← All Stories

The Vitamin of Memory

runningorangepoolvitamin

Margaret stood by the window watching her grandson Timmy running laps around the backyard pool, his small legs churning up water as he laughed. At seventy-eight, she no longer ran anywhere—she'd learned that walking let you notice things speed missed.

The orange glow of sunset reminded her of summers long past, of her own mother peeling oranges on the back porch, the citrus scent mingling with cicada songs. "Nature's vitamin," her mother would say, pressing a wedge into Margaret's young hand. "Good for what ails you, inside and out."

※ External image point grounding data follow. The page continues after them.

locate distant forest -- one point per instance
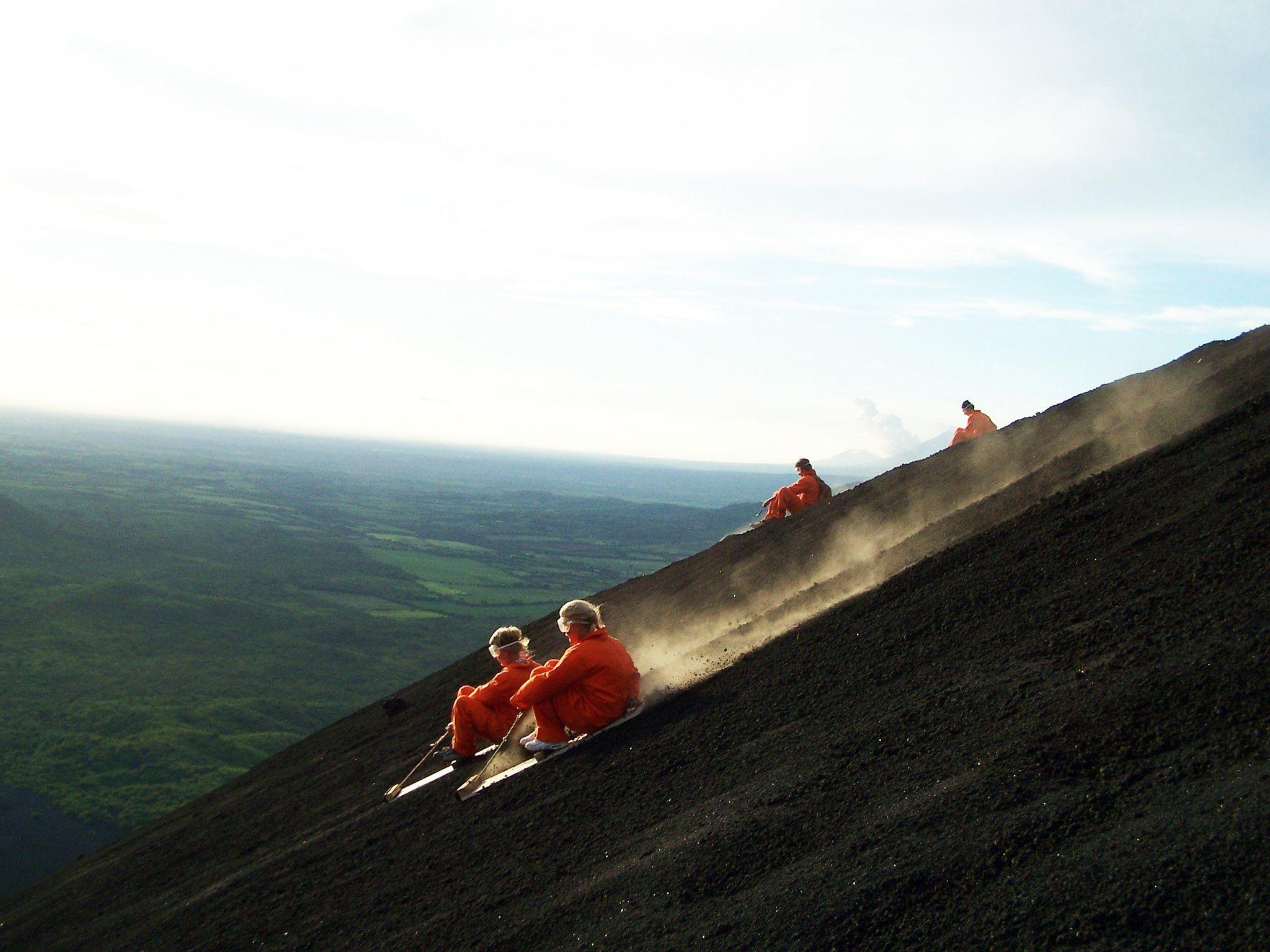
(175, 604)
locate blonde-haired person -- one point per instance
(487, 711)
(587, 689)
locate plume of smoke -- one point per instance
(700, 615)
(888, 431)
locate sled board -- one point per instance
(546, 756)
(438, 775)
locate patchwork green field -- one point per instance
(178, 604)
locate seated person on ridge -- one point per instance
(977, 423)
(487, 711)
(587, 689)
(798, 495)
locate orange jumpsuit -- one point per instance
(487, 711)
(977, 423)
(796, 496)
(585, 690)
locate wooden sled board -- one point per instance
(438, 775)
(543, 758)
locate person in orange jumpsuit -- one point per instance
(977, 423)
(588, 687)
(798, 495)
(487, 711)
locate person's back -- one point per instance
(977, 425)
(587, 689)
(798, 495)
(487, 711)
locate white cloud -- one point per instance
(340, 207)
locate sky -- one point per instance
(726, 231)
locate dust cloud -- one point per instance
(698, 616)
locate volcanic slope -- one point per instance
(1050, 731)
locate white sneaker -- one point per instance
(538, 747)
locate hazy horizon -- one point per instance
(724, 232)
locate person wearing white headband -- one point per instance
(487, 711)
(587, 689)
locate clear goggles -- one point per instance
(495, 650)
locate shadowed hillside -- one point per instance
(1018, 701)
(18, 524)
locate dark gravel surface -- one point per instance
(1052, 731)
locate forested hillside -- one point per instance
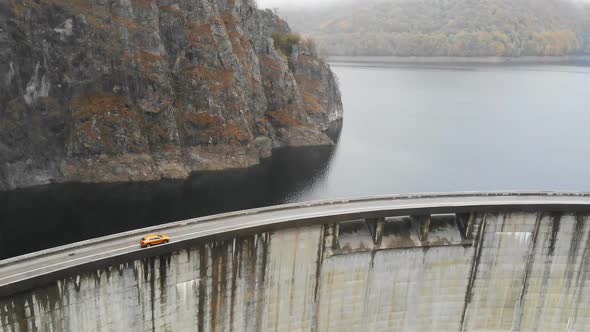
(447, 27)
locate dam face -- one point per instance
(522, 271)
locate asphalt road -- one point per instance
(27, 267)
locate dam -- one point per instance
(428, 262)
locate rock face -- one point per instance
(133, 90)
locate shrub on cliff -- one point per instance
(285, 41)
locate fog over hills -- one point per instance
(442, 27)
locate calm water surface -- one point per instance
(406, 129)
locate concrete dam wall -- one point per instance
(521, 271)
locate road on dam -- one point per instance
(37, 265)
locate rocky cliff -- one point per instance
(133, 90)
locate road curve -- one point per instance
(28, 268)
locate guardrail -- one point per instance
(344, 209)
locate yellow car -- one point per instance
(153, 239)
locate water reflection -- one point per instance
(48, 216)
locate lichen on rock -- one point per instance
(143, 89)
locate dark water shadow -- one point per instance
(48, 216)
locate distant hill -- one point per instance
(446, 27)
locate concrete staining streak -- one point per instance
(499, 271)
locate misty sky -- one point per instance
(299, 3)
(291, 3)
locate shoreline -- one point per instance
(527, 60)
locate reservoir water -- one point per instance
(407, 129)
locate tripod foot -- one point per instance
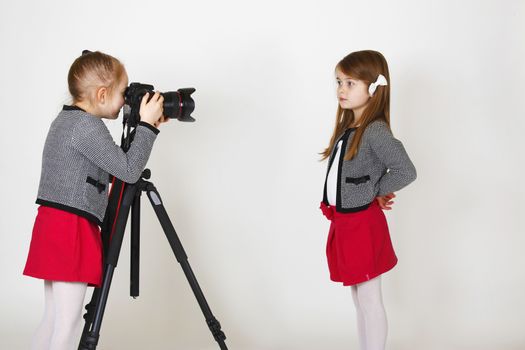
(89, 342)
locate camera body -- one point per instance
(177, 104)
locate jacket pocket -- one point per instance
(357, 180)
(94, 193)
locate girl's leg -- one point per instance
(361, 330)
(43, 334)
(371, 303)
(69, 299)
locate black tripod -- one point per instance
(123, 198)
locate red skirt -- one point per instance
(64, 247)
(359, 246)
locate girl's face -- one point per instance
(115, 98)
(351, 93)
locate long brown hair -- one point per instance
(93, 70)
(366, 66)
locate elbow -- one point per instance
(412, 174)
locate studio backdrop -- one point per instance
(243, 183)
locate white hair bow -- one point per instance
(381, 80)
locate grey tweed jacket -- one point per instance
(381, 166)
(79, 154)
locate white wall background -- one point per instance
(242, 184)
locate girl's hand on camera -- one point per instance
(385, 201)
(151, 111)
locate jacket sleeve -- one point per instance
(92, 138)
(392, 154)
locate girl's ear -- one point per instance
(102, 95)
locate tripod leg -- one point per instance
(135, 247)
(91, 335)
(182, 258)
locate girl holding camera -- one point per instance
(366, 166)
(79, 156)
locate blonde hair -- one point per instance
(91, 71)
(366, 66)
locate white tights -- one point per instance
(60, 326)
(371, 317)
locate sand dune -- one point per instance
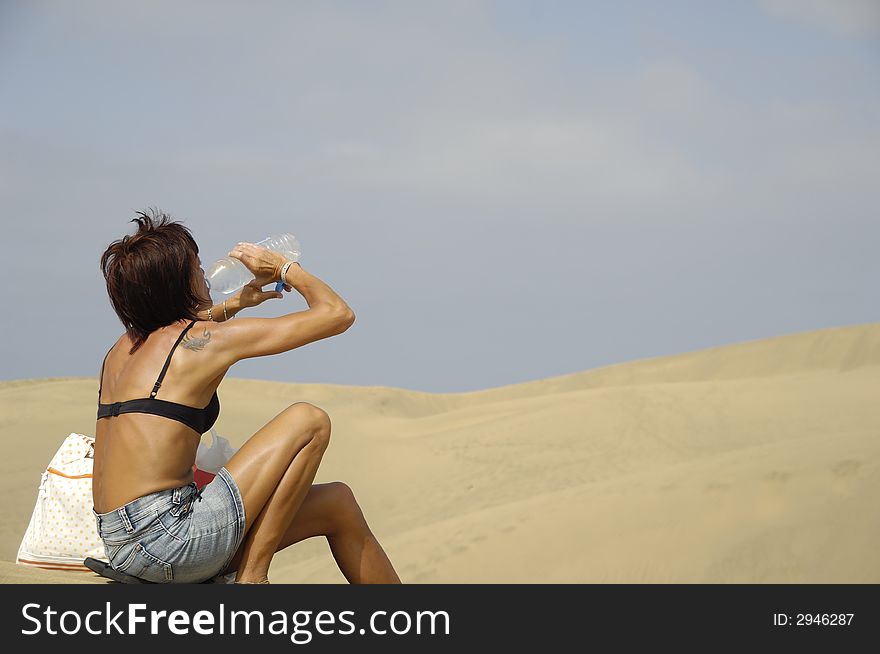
(754, 462)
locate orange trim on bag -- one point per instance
(55, 566)
(61, 474)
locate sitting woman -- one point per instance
(155, 523)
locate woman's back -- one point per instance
(137, 452)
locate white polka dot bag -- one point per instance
(62, 531)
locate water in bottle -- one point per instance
(228, 275)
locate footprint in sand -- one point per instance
(777, 476)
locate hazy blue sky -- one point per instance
(503, 191)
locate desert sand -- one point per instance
(755, 462)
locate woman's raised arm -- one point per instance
(328, 314)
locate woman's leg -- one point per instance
(331, 510)
(274, 470)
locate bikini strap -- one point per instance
(168, 360)
(101, 378)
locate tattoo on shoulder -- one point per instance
(196, 343)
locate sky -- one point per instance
(502, 191)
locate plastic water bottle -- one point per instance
(227, 275)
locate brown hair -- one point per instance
(150, 276)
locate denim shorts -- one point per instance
(180, 535)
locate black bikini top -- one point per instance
(200, 420)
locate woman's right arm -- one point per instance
(328, 314)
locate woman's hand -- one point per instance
(265, 264)
(252, 294)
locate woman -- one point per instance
(176, 349)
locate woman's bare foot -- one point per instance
(264, 580)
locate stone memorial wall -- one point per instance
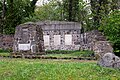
(57, 35)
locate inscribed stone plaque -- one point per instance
(68, 39)
(46, 40)
(24, 47)
(56, 39)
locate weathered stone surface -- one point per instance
(92, 40)
(28, 38)
(109, 60)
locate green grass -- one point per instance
(4, 52)
(26, 69)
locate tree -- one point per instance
(111, 28)
(14, 12)
(70, 9)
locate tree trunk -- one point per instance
(2, 16)
(33, 2)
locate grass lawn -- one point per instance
(38, 69)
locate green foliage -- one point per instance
(111, 28)
(24, 69)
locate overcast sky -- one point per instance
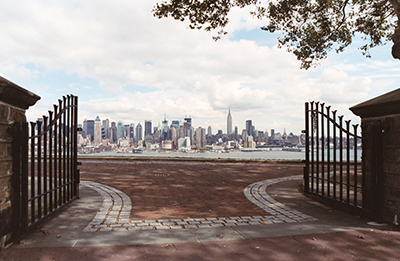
(124, 64)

Now, as Timmy climbed out, dripping and breathless, Margaret beckoned him over. "Come sit with me, sweet boy. Let me tell you about something more important than any pill you could swallow."

She wrapped him in a fluffy towel—the color of a creamsicle, he'd said once—and began her story. Not about adventures or achievements, but about the quiet vitamins of life: a shared orange, a hand held through illness, the pool of collective memory that families build like stone walls, one story at a time.

"Your great-grandmother knew what doctors sometimes forget," Margaret said, stroking his damp hair. "Love and memory are the most potent vitamins we have. They're what keep us running even when our legs grow tired."

Timmy looked up, eyes wide. "Is that why you tell me stories every week?"

"Exactly," she smiled. "I'm giving you your vitamins."